Whether you enjoy exploring the great outdoors or getting urban, Southeast Europe offers something for everyone – all at a fraction of the cost of Western Europe. In this part of the world travel tends to take a little longer and the trains are a little older. But it’s exactly these things that make it such a unique experience – and a more adventurous one. Not to mention a breeze with a Eurail Select Pass and Eurail Global Pass.

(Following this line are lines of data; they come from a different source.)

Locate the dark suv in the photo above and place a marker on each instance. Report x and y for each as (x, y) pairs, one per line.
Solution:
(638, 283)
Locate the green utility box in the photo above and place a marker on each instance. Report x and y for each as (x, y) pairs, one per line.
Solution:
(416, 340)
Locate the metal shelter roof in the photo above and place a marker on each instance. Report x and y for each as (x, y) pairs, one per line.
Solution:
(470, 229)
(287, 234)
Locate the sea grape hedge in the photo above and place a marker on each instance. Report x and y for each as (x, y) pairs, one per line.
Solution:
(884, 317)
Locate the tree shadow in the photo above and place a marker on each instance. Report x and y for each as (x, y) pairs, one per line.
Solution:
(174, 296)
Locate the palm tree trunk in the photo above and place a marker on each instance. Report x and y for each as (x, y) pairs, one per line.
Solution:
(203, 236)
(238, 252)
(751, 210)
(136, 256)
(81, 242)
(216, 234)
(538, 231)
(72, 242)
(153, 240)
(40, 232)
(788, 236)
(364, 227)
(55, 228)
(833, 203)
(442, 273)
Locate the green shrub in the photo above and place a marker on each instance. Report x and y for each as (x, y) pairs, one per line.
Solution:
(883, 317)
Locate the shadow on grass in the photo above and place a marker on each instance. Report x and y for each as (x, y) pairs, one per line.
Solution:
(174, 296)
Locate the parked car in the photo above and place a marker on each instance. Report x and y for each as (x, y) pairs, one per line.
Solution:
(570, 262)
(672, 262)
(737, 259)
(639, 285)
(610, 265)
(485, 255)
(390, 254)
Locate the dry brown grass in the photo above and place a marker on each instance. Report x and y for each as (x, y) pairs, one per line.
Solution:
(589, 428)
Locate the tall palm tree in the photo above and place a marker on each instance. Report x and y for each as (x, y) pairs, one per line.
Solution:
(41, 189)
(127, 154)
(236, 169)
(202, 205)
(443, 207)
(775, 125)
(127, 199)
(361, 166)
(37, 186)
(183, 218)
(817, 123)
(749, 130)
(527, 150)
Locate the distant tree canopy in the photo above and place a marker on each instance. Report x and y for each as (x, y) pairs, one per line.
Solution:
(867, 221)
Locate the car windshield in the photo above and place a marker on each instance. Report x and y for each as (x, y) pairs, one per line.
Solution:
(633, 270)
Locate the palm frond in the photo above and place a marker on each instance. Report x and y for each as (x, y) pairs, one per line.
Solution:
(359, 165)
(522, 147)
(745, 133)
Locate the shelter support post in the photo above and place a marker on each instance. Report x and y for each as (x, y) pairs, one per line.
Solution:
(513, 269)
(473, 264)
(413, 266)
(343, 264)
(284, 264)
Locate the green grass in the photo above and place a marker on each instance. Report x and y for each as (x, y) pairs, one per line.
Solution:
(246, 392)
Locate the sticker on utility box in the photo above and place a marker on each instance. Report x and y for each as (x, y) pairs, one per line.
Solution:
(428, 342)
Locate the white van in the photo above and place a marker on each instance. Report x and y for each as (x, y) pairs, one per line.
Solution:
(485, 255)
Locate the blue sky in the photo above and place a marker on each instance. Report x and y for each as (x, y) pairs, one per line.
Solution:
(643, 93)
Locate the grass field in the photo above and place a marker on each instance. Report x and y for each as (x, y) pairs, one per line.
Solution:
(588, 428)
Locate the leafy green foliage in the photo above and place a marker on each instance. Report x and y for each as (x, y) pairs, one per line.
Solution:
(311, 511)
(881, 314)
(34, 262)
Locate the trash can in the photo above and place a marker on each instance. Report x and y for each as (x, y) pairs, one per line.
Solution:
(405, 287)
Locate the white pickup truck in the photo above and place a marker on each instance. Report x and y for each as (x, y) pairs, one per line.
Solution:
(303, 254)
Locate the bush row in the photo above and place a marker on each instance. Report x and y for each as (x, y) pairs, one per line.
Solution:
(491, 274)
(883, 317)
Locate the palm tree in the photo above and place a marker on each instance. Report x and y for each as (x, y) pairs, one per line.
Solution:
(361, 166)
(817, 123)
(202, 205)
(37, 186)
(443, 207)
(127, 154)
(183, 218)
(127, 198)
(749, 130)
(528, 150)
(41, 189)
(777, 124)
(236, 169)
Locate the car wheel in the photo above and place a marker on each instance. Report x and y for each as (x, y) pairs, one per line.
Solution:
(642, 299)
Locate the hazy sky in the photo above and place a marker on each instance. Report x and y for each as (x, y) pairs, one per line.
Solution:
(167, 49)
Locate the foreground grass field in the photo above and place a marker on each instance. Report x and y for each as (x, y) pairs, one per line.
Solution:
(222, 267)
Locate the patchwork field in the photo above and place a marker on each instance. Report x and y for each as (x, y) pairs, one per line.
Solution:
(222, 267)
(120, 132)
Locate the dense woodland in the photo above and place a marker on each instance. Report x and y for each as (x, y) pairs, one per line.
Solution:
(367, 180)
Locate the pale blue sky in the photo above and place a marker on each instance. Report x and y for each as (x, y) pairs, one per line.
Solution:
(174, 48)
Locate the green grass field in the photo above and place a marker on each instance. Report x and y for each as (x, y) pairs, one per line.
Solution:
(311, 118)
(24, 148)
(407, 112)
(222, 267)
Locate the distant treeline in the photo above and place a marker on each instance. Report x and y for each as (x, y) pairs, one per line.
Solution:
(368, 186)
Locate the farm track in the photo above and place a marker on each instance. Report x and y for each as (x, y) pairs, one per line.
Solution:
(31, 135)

Bucharest to Brasov or Sibiu, Romania
Bucharest (Bucuresti) is Romania’s predominantly concrete capital. A train ride to Transylvania, or “the land beyond the forest”, is a nice change of pace and scenery. Brasov and Sibiu both make great bases for exploring this mythical and colorful region of Dracula fame. But make no mistake, this region offers so much more than kitsch and folklore. Medieval towns, castles and fortresses, fortified churches, mountain resorts, underground glaciers, and one of the last true wilderness areas of Europe. Romania’s most prosperous region has it all.
You’ll be winding your way through the Southern Carpathian mountains. A stop-off in Sinaia to see the magnificent Neo-Renaissance masterpiece, Peles Castle, is highly recommended. Ride its cable car to the top for some spectacular mountain views in the summer. The entire journey from Bucharest, which is especially scenic between Ploiesti and Brasov, takes between three to seven hours. Reservations are required.

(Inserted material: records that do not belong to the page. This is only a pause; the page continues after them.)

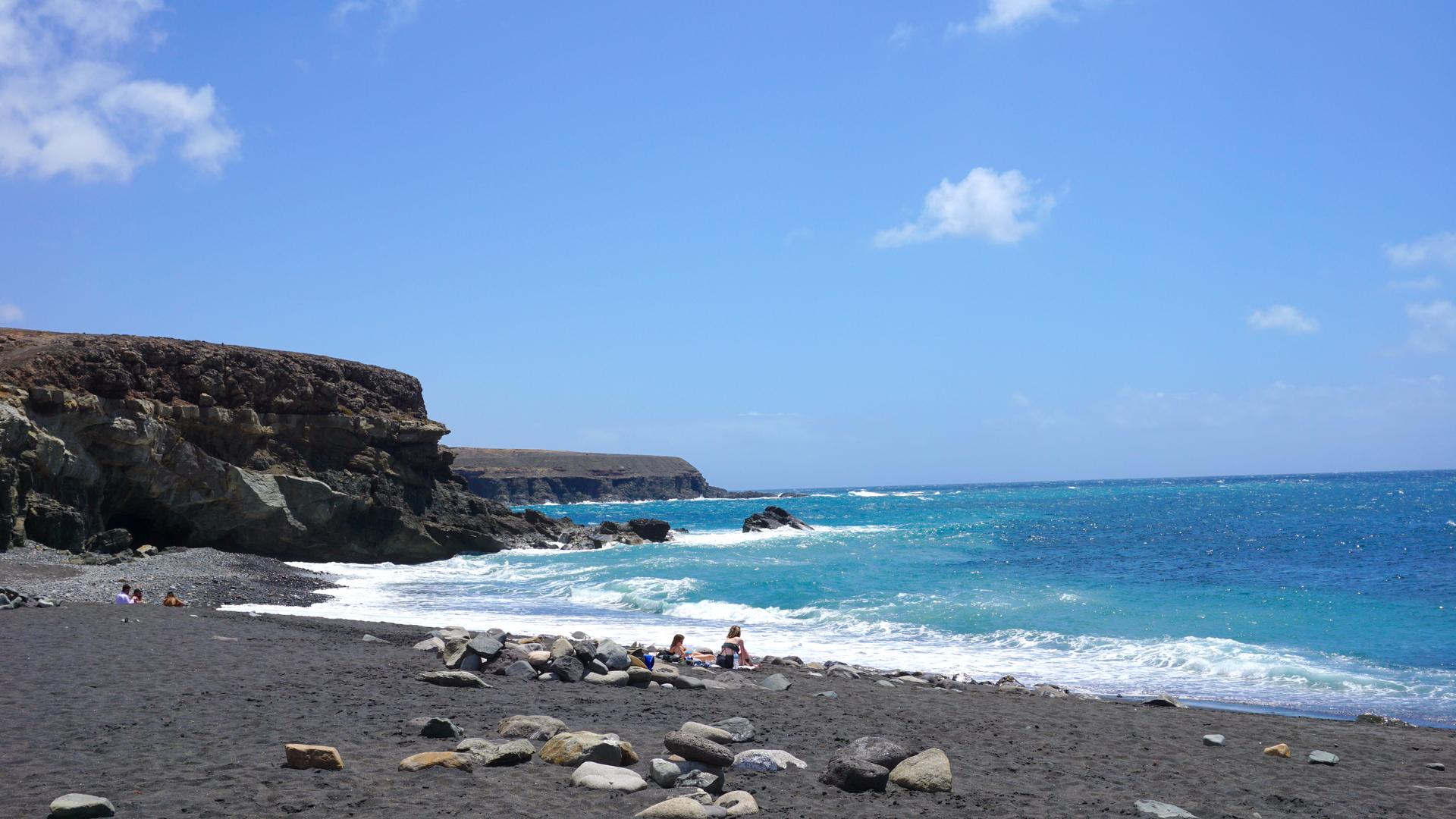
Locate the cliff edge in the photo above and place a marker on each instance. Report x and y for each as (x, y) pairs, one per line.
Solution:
(193, 444)
(544, 475)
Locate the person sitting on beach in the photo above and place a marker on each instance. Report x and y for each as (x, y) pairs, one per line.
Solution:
(733, 651)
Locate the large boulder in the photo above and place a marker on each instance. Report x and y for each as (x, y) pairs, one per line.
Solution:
(650, 529)
(612, 654)
(774, 518)
(698, 749)
(306, 757)
(80, 806)
(877, 749)
(533, 726)
(606, 777)
(566, 668)
(925, 771)
(576, 748)
(492, 755)
(766, 761)
(855, 776)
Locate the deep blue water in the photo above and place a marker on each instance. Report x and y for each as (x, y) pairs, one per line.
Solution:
(1318, 594)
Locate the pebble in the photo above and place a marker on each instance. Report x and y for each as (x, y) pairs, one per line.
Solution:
(455, 679)
(438, 727)
(1161, 809)
(438, 760)
(306, 757)
(82, 806)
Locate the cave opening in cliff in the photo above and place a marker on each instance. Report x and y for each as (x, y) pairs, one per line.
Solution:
(150, 529)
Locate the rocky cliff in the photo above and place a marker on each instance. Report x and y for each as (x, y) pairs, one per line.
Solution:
(541, 475)
(255, 450)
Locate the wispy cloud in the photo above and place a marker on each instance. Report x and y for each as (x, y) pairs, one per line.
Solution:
(998, 207)
(902, 37)
(397, 12)
(1433, 327)
(1429, 283)
(1438, 248)
(69, 105)
(1285, 318)
(1002, 15)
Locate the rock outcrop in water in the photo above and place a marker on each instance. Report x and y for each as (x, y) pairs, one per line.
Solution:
(774, 518)
(541, 475)
(251, 450)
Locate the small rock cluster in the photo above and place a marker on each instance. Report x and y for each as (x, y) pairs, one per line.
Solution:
(15, 599)
(871, 763)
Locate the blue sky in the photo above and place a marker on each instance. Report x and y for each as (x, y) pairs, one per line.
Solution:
(808, 243)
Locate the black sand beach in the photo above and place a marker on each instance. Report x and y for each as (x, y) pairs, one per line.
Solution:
(182, 713)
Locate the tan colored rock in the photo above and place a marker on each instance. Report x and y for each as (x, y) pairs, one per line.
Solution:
(739, 803)
(437, 760)
(927, 771)
(676, 808)
(576, 748)
(305, 757)
(707, 732)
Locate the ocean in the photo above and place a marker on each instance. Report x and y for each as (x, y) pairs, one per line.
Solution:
(1326, 595)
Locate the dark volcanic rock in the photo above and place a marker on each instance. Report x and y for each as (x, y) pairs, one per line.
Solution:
(111, 541)
(187, 444)
(650, 529)
(855, 776)
(774, 518)
(541, 475)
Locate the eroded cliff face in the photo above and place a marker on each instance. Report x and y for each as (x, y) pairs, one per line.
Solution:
(256, 450)
(538, 475)
(544, 475)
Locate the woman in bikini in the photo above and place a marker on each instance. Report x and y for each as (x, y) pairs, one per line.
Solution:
(734, 653)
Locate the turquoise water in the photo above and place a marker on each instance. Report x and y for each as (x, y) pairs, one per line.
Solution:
(1315, 594)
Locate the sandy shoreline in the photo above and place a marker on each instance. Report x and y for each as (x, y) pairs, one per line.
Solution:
(171, 714)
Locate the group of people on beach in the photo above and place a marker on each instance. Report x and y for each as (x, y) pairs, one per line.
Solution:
(731, 654)
(131, 596)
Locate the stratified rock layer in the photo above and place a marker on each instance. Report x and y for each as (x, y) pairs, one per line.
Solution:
(187, 444)
(542, 475)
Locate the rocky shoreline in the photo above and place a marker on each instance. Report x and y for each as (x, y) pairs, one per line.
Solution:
(791, 739)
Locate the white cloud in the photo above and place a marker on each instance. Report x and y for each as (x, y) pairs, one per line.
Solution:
(959, 30)
(1283, 316)
(998, 207)
(902, 37)
(1438, 248)
(1429, 283)
(69, 107)
(397, 12)
(1433, 327)
(1002, 15)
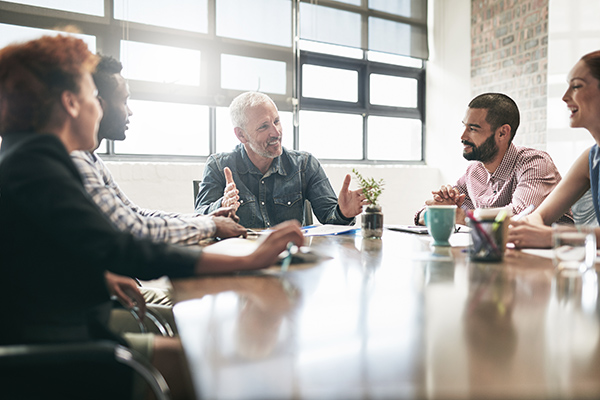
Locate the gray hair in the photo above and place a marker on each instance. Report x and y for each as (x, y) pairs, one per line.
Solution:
(239, 105)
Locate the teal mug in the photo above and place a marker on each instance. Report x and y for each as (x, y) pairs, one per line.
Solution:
(440, 223)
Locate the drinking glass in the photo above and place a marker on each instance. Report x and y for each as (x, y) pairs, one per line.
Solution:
(574, 247)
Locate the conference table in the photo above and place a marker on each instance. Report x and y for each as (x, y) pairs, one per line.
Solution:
(393, 318)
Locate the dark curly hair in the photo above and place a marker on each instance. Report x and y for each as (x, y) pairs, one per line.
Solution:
(33, 75)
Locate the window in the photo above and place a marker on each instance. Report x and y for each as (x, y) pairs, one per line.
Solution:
(345, 90)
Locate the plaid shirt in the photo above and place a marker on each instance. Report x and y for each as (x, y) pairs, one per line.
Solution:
(158, 226)
(525, 176)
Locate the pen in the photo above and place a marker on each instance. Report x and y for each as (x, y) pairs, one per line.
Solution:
(524, 213)
(288, 259)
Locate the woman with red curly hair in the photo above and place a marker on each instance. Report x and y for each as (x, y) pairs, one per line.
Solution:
(56, 248)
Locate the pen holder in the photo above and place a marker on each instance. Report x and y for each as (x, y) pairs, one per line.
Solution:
(487, 239)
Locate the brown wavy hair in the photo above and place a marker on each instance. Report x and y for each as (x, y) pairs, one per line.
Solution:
(592, 60)
(33, 75)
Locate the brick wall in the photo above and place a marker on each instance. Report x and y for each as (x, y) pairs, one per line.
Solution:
(509, 54)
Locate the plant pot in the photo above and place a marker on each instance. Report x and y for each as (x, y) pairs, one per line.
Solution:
(372, 222)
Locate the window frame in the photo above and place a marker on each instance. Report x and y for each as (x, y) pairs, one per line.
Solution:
(363, 106)
(109, 32)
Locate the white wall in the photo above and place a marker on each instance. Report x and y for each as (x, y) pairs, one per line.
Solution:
(168, 186)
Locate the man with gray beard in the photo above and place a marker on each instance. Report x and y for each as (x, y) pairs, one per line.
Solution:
(267, 183)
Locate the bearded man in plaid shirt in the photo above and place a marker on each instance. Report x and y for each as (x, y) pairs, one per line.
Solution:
(502, 174)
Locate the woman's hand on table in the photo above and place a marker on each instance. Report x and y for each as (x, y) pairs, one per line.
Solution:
(267, 252)
(127, 291)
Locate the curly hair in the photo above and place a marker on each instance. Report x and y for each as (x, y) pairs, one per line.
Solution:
(104, 76)
(33, 75)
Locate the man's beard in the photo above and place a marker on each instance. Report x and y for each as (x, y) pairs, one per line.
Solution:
(264, 152)
(486, 152)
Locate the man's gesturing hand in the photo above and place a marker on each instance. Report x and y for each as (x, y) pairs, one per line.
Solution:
(350, 201)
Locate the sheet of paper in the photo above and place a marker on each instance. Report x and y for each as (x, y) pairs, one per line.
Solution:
(242, 247)
(320, 230)
(459, 239)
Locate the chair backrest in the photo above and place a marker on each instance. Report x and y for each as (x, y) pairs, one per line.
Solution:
(75, 370)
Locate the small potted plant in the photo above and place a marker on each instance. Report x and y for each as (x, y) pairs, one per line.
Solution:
(372, 217)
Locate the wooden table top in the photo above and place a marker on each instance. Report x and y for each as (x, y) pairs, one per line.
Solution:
(393, 318)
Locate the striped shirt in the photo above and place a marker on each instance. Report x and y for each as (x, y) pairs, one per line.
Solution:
(158, 226)
(525, 176)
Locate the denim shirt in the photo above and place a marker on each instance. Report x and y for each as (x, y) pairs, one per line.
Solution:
(278, 195)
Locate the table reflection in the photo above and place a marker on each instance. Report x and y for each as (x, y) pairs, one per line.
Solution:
(393, 318)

Bar, Montenegro to Belgrade, Serbia
Perhaps the most beautiful train route east of Switzerland is the one that runs between Belgrade (Beograd) and Bar. Serbia’s magnetic capital might be the easiest place to catch the train and head south. But you’ll get far more out of the journey if you do the trip from south to north instead, during months when the sun doesn’t set much earlier than 8 p.m. Almost immediately you’ll be gripped by lovely views as you leave the Adriatic Coast and make your way towards the Montenegrin Mountains.

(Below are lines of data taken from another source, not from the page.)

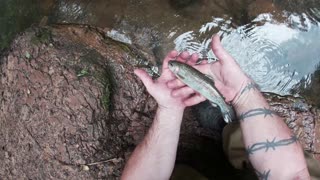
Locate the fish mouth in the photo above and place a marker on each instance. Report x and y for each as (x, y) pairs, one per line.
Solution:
(172, 66)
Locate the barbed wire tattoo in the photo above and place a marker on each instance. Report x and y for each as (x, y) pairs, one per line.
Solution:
(264, 175)
(271, 144)
(255, 112)
(248, 87)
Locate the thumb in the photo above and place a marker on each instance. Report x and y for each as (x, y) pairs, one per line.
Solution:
(145, 78)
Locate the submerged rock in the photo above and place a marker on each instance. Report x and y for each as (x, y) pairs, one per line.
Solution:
(71, 108)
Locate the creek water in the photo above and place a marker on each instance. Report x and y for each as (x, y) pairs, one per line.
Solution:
(275, 42)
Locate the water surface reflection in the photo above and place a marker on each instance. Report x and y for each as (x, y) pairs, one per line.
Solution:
(275, 41)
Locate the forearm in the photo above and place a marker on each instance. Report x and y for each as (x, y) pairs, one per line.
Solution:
(154, 157)
(273, 150)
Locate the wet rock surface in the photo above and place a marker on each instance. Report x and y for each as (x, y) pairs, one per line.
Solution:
(71, 108)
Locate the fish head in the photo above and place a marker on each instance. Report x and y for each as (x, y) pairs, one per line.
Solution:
(173, 66)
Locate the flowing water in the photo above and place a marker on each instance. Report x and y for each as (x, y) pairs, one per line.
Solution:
(275, 42)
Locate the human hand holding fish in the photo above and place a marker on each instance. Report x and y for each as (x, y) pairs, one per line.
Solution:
(170, 98)
(227, 75)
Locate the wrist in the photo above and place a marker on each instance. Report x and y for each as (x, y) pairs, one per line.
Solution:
(170, 110)
(169, 117)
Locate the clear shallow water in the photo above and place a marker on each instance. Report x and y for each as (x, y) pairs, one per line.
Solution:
(275, 42)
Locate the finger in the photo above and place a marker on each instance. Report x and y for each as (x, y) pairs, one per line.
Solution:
(219, 51)
(193, 59)
(183, 92)
(170, 56)
(145, 78)
(184, 56)
(193, 100)
(175, 84)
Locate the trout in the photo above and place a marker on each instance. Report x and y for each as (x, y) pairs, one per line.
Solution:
(203, 85)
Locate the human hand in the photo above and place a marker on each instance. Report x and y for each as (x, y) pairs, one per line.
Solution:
(229, 79)
(174, 98)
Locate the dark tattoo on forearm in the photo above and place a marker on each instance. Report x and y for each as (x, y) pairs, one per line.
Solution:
(255, 112)
(271, 144)
(263, 175)
(248, 87)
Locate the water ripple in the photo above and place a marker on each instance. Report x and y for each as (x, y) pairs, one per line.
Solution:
(277, 55)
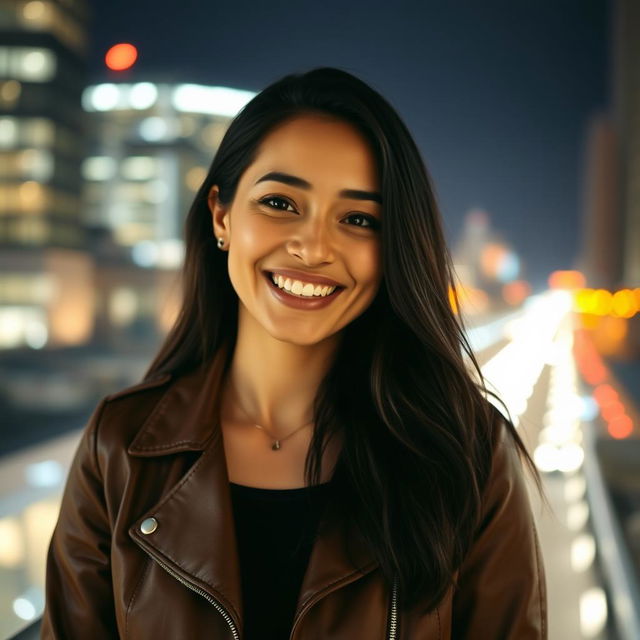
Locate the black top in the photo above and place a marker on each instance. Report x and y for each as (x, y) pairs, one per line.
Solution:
(275, 530)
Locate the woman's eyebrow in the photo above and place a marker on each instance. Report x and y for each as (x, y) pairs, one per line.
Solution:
(295, 181)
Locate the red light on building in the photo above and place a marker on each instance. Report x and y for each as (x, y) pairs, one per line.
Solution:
(121, 56)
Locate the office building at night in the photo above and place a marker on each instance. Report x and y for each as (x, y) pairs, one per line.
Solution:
(45, 275)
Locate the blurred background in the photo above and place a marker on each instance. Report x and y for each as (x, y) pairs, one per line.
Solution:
(528, 117)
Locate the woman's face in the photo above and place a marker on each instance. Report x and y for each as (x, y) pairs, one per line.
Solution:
(320, 216)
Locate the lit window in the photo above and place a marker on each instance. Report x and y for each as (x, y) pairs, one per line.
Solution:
(139, 168)
(99, 168)
(27, 63)
(8, 133)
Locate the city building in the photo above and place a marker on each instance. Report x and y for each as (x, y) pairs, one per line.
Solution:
(45, 274)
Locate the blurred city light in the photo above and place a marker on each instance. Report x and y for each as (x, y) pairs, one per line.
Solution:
(121, 56)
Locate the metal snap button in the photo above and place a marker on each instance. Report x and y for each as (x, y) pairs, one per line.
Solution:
(149, 525)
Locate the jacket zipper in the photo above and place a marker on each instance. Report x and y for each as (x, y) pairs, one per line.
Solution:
(393, 618)
(203, 593)
(393, 621)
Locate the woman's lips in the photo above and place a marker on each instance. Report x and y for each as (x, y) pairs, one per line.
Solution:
(300, 302)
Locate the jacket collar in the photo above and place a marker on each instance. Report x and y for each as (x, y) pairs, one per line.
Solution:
(195, 534)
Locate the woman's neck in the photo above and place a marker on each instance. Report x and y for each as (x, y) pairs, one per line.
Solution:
(273, 382)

From Podgorica onwards, prepare to have your mind blown until the Serbian border. You’ll pass through mountain after mountain, with views of some of the most beautiful countryside in the Balkans. One of the highest aqueducts in the world, Mala Rijeka, is about 20 km north of Podgorica. It only makes an appearance when traveling towards Serbia. For those who enjoy adding new countries to their list, you should also know the train briefly skirts through Bosnia and Herzegovina in the wee hours. No border checks are involved.
For the time being, there’s only one train a day that leaves from Bar at 5 p.m. It arrives in Belgrade the next morning at 9:40 a.m. Reservations are optional (though recommended during peak season).
Sofia to Veliko Tarnovo, Bulgaria
Rolling into Sofia’s main train station may be a frightening experience for some. Think a slightly spruced up Soviet bunker with a McDonald’s and a ton of construction. But rolling out of it and towards Veliko Tarnovo, one of Bulgaria’s most delightful towns, will be a travel memory not soon forgotten. The journey takes approximately 4.5 hours and reservations are optional.
It doesn’t take long, about 40 kilometers, until you reach the resort town of Svoge and the fantastic voyage truly begins. You may want to hop off to spend a couple of hours taking in the beautiful natural surroundings of the Iskar Gorge. From Svoge, the railway line casually hugs the Iskar River, a tributary of the Danube. The Balkan Mountains, in all its rocky glory, make an incredibly unique backdrop. Have your cameras ready.